Lo mismo sucede cuando evaluamos Patria como obra literaria y no solamente como un vehículo para un determinado relato acerca de la barbarie etarra. Patria tiene una estructura compleja y a la vez sorprendentemente ágil, con saltos constantes entre perspectivas y temporalidades que, sin embargo, nunca desconciertan. La narración también tiene un gran ojo para los detalles que dan vida a una escena (un diálogo acerca de las movilizaciones abertzales se ve interrumpido por el chisporroteo de una sartén, por un olor a fritanga que obliga a abrir la ventana de la cocina), y construye los distintos personajes con paciencia, interés y cariño.

Lo que es más importante: Patria transmite esa promesa de aprendizaje, de conocimiento, de que el libro que tienes entre manos alberga una sabiduría amplia y generosa, que -al menos para mí- es condición sine qua non para entrar en la categoría de gran novela.

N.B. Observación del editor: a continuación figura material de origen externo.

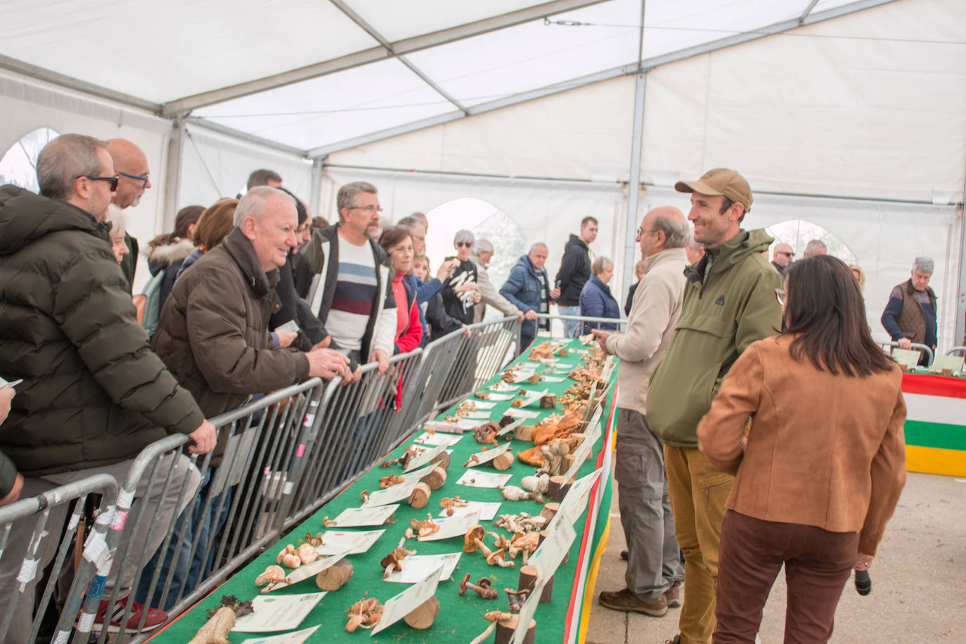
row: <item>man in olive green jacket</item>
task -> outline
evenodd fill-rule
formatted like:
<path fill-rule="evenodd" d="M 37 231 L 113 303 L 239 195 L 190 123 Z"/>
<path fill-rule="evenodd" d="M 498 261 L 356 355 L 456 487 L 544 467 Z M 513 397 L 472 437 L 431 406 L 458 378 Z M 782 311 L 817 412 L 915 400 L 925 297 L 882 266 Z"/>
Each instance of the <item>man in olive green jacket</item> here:
<path fill-rule="evenodd" d="M 698 451 L 697 423 L 738 355 L 781 328 L 775 289 L 781 278 L 762 255 L 772 238 L 740 228 L 752 207 L 744 177 L 716 168 L 674 187 L 692 193 L 688 219 L 706 254 L 685 270 L 681 317 L 648 387 L 647 422 L 665 444 L 674 533 L 685 556 L 679 641 L 705 644 L 715 628 L 718 545 L 734 477 Z"/>

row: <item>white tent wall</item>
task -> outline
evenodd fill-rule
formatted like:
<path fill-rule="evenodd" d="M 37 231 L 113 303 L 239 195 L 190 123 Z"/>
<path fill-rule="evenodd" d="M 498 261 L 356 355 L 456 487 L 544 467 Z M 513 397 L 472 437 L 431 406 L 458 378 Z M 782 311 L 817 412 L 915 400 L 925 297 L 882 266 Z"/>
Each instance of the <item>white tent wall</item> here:
<path fill-rule="evenodd" d="M 323 214 L 330 221 L 338 217 L 335 210 L 338 186 L 355 181 L 369 182 L 379 189 L 385 223 L 398 221 L 416 210 L 430 212 L 455 199 L 481 199 L 502 210 L 520 226 L 526 247 L 536 241 L 547 244 L 550 255 L 546 268 L 551 279 L 560 266 L 563 246 L 570 234 L 578 232 L 581 219 L 587 215 L 596 217 L 600 222 L 600 234 L 590 247 L 596 255 L 614 261 L 615 279 L 611 287 L 614 296 L 623 305 L 620 294 L 626 291 L 626 286 L 618 284 L 617 278 L 623 267 L 627 198 L 617 183 L 537 182 L 350 168 L 326 168 L 323 181 L 326 185 L 324 201 L 328 202 Z M 442 259 L 440 252 L 455 252 L 452 242 L 456 231 L 472 229 L 480 221 L 469 217 L 440 220 L 434 219 L 431 213 L 429 223 L 427 245 L 435 266 Z M 435 252 L 434 248 L 440 251 Z"/>
<path fill-rule="evenodd" d="M 125 138 L 136 143 L 148 157 L 152 189 L 126 212 L 128 229 L 141 247 L 162 230 L 164 158 L 171 123 L 128 107 L 90 98 L 11 72 L 0 72 L 0 154 L 38 127 L 60 134 L 76 132 L 100 139 Z M 135 293 L 150 277 L 140 258 Z"/>
<path fill-rule="evenodd" d="M 178 208 L 192 204 L 211 206 L 223 197 L 234 197 L 245 189 L 248 175 L 267 168 L 282 177 L 282 185 L 311 204 L 312 165 L 296 154 L 235 139 L 204 126 L 186 126 L 182 153 Z"/>

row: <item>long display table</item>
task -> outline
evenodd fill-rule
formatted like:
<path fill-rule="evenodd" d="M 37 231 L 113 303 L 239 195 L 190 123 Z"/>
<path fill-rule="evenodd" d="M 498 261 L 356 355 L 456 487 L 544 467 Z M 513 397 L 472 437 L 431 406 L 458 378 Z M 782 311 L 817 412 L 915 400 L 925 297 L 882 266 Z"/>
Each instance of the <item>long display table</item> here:
<path fill-rule="evenodd" d="M 579 365 L 582 358 L 581 351 L 588 350 L 593 347 L 582 348 L 577 340 L 555 341 L 558 344 L 568 347 L 569 352 L 564 357 L 557 357 L 558 365 L 553 369 L 558 372 L 566 372 Z M 514 365 L 526 362 L 526 355 L 518 358 Z M 540 370 L 544 367 L 541 365 Z M 486 385 L 500 380 L 497 375 Z M 541 381 L 530 384 L 527 382 L 515 385 L 516 387 L 527 391 L 542 391 L 547 389 L 551 393 L 562 396 L 564 392 L 574 384 L 568 376 L 557 374 L 555 378 L 561 381 Z M 611 374 L 611 380 L 616 379 L 616 368 Z M 486 391 L 486 385 L 478 392 Z M 610 528 L 610 506 L 611 506 L 611 459 L 612 450 L 612 423 L 613 408 L 612 400 L 615 387 L 608 387 L 608 394 L 601 406 L 602 414 L 600 423 L 602 431 L 594 442 L 590 451 L 590 458 L 583 462 L 577 474 L 577 478 L 593 473 L 598 468 L 602 475 L 593 485 L 588 495 L 586 506 L 576 518 L 573 523 L 576 531 L 576 539 L 571 544 L 568 555 L 569 560 L 560 564 L 554 575 L 553 599 L 550 602 L 541 603 L 537 607 L 534 619 L 537 623 L 536 637 L 540 642 L 582 642 L 586 630 L 587 616 L 593 594 L 594 582 L 597 574 L 597 568 L 600 556 L 607 544 Z M 514 395 L 514 398 L 519 396 Z M 470 395 L 468 400 L 481 402 L 480 399 Z M 491 412 L 491 418 L 499 420 L 504 412 L 510 408 L 511 401 L 492 401 L 494 406 L 487 411 Z M 451 414 L 455 406 L 447 412 L 440 414 L 438 420 L 442 420 Z M 537 418 L 526 420 L 525 423 L 536 423 L 543 417 L 559 412 L 559 406 L 555 409 L 540 409 L 536 405 L 529 406 L 525 411 L 539 412 Z M 485 420 L 474 422 L 483 423 Z M 405 441 L 403 445 L 387 455 L 387 459 L 399 458 L 404 450 L 413 444 L 416 437 L 420 437 L 423 433 L 416 431 L 413 437 Z M 511 433 L 512 435 L 512 433 Z M 502 441 L 501 441 L 502 442 Z M 514 454 L 527 447 L 532 447 L 532 442 L 514 439 L 511 441 Z M 440 490 L 432 492 L 425 508 L 414 509 L 410 507 L 403 500 L 399 508 L 395 511 L 394 522 L 373 527 L 360 528 L 340 528 L 338 526 L 325 527 L 324 518 L 333 518 L 344 510 L 355 508 L 360 505 L 360 493 L 363 490 L 370 492 L 380 490 L 379 480 L 388 474 L 400 474 L 405 478 L 402 468 L 393 465 L 387 468 L 374 467 L 366 472 L 354 485 L 345 490 L 341 494 L 329 501 L 316 515 L 302 522 L 300 525 L 286 535 L 279 544 L 268 549 L 265 553 L 255 559 L 237 574 L 222 584 L 214 592 L 201 601 L 189 611 L 182 615 L 178 620 L 168 625 L 163 630 L 155 635 L 151 641 L 157 644 L 164 642 L 186 642 L 194 635 L 199 628 L 208 619 L 208 609 L 217 607 L 217 604 L 225 595 L 234 595 L 240 601 L 252 600 L 259 597 L 259 588 L 255 585 L 255 578 L 265 571 L 266 567 L 274 564 L 275 558 L 280 549 L 286 545 L 298 546 L 304 540 L 306 533 L 315 535 L 327 530 L 345 531 L 370 531 L 384 529 L 374 543 L 374 545 L 362 554 L 353 554 L 347 557 L 355 569 L 352 578 L 339 590 L 327 593 L 319 603 L 308 613 L 301 622 L 299 629 L 305 629 L 321 625 L 313 634 L 306 638 L 305 642 L 341 642 L 341 641 L 402 641 L 402 642 L 459 642 L 466 644 L 478 633 L 482 632 L 488 626 L 488 622 L 483 619 L 484 613 L 493 610 L 507 611 L 507 598 L 503 588 L 518 587 L 520 576 L 521 557 L 517 557 L 516 565 L 512 568 L 499 568 L 497 566 L 488 566 L 486 560 L 479 553 L 463 552 L 464 540 L 460 538 L 445 539 L 442 541 L 417 542 L 416 540 L 407 540 L 406 547 L 414 549 L 416 554 L 443 554 L 460 553 L 459 563 L 452 574 L 445 581 L 440 581 L 435 596 L 440 602 L 439 615 L 432 627 L 425 630 L 418 630 L 410 628 L 400 621 L 374 637 L 369 637 L 369 632 L 358 630 L 355 632 L 347 632 L 346 610 L 355 602 L 362 599 L 364 593 L 369 597 L 375 597 L 380 602 L 384 602 L 389 598 L 406 590 L 409 585 L 404 583 L 393 583 L 383 579 L 384 569 L 381 567 L 381 560 L 389 553 L 403 537 L 405 529 L 409 526 L 411 519 L 424 519 L 427 513 L 438 518 L 441 512 L 440 499 L 443 497 L 453 497 L 459 495 L 462 499 L 469 501 L 499 502 L 501 505 L 497 513 L 519 514 L 521 512 L 529 513 L 531 516 L 538 516 L 543 505 L 535 501 L 508 501 L 501 495 L 501 490 L 495 488 L 476 488 L 457 484 L 464 472 L 485 472 L 486 474 L 510 474 L 511 479 L 507 485 L 521 485 L 524 476 L 534 473 L 535 468 L 514 459 L 509 469 L 497 472 L 493 467 L 480 465 L 473 468 L 465 469 L 463 463 L 468 462 L 471 455 L 477 454 L 483 449 L 474 440 L 472 431 L 464 434 L 460 440 L 451 446 L 451 463 L 448 468 L 445 484 Z M 547 499 L 548 501 L 550 499 Z M 481 521 L 487 530 L 507 535 L 505 530 L 495 528 L 493 521 Z M 490 544 L 493 540 L 487 537 L 485 540 Z M 492 545 L 492 544 L 491 544 Z M 405 560 L 404 560 L 405 567 Z M 499 590 L 499 597 L 495 600 L 483 600 L 473 592 L 468 592 L 464 596 L 459 595 L 459 585 L 463 576 L 470 574 L 472 581 L 481 577 L 489 577 L 492 587 Z M 288 594 L 305 594 L 319 592 L 310 577 L 299 583 L 272 591 L 268 596 L 272 597 Z M 270 635 L 280 634 L 278 632 L 254 633 L 233 631 L 228 639 L 232 643 L 240 643 L 245 640 L 253 642 Z M 489 638 L 493 640 L 493 635 Z"/>

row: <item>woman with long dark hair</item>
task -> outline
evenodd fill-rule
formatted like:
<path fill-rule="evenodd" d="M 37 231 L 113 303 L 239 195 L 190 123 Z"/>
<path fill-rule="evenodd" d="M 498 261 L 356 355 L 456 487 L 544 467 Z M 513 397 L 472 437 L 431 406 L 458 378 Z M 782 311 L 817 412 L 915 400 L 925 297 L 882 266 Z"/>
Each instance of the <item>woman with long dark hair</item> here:
<path fill-rule="evenodd" d="M 754 641 L 782 565 L 784 641 L 827 641 L 905 483 L 902 375 L 868 333 L 852 272 L 827 255 L 796 262 L 784 297 L 781 332 L 742 353 L 697 427 L 708 460 L 735 475 L 716 643 Z"/>

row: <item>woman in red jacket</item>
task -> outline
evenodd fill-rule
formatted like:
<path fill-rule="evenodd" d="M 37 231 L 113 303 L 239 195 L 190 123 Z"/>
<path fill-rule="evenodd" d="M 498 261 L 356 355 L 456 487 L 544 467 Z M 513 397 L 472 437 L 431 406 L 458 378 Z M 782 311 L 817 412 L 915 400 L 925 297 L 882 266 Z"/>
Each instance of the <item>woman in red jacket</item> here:
<path fill-rule="evenodd" d="M 379 243 L 389 254 L 395 276 L 392 294 L 396 298 L 396 353 L 406 353 L 419 347 L 422 324 L 416 307 L 416 293 L 403 278 L 412 268 L 412 238 L 404 226 L 386 226 Z"/>

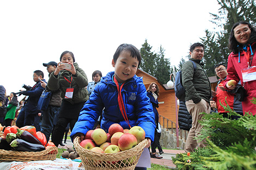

A cambio, uno nunca deja de torcer el gesto ante la artificiosidad de algunos diálogos, o de sentir que los capítulos terminan cinco líneas más tarde de donde debieran, o de confundir a dos de los personajes femeninos (Nerea y Arantxa), cuyas personalidades no están -siempre según mi opinión- lo suficientemente deslindadas. Y uno no termina de decidir si estos son fallos que deberíamos tener más en cuenta a la hora de evaluar la novela, por muy útil que esta resulte en el plano social y moral; o si son los típicos errores que se encuentran en cualquier obra de un gran novelista, y si les estás prestando una atención indebida por lo alto que ha puesto el listón la campaña promocional.

Así, leer Patria es sumirse en un gran y silencioso debate: la mitad del tiempo estás pensando que se es demasiado generoso con ella por su utilidad pedagógica, y la otra mitad piensas que se es demasiado duro con ella por culpa de la campaña de promoción que la ha envuelto. Y, sin embargo, son estas tensiones las que otorgan una intensidad única a la experiencia de leer Patria. Una vez que uno se instala en el vaivén de expectativas enfrentadas y de cuestionamiento constante del texto, de uno mismo y del ambiente en el que está leyendo esta novela, Patria adquiere una textura única, una densidad que merece la pena sentir, hasta disfrutar. Porque rara vez se leerá una novela con los ojos tan abiertos.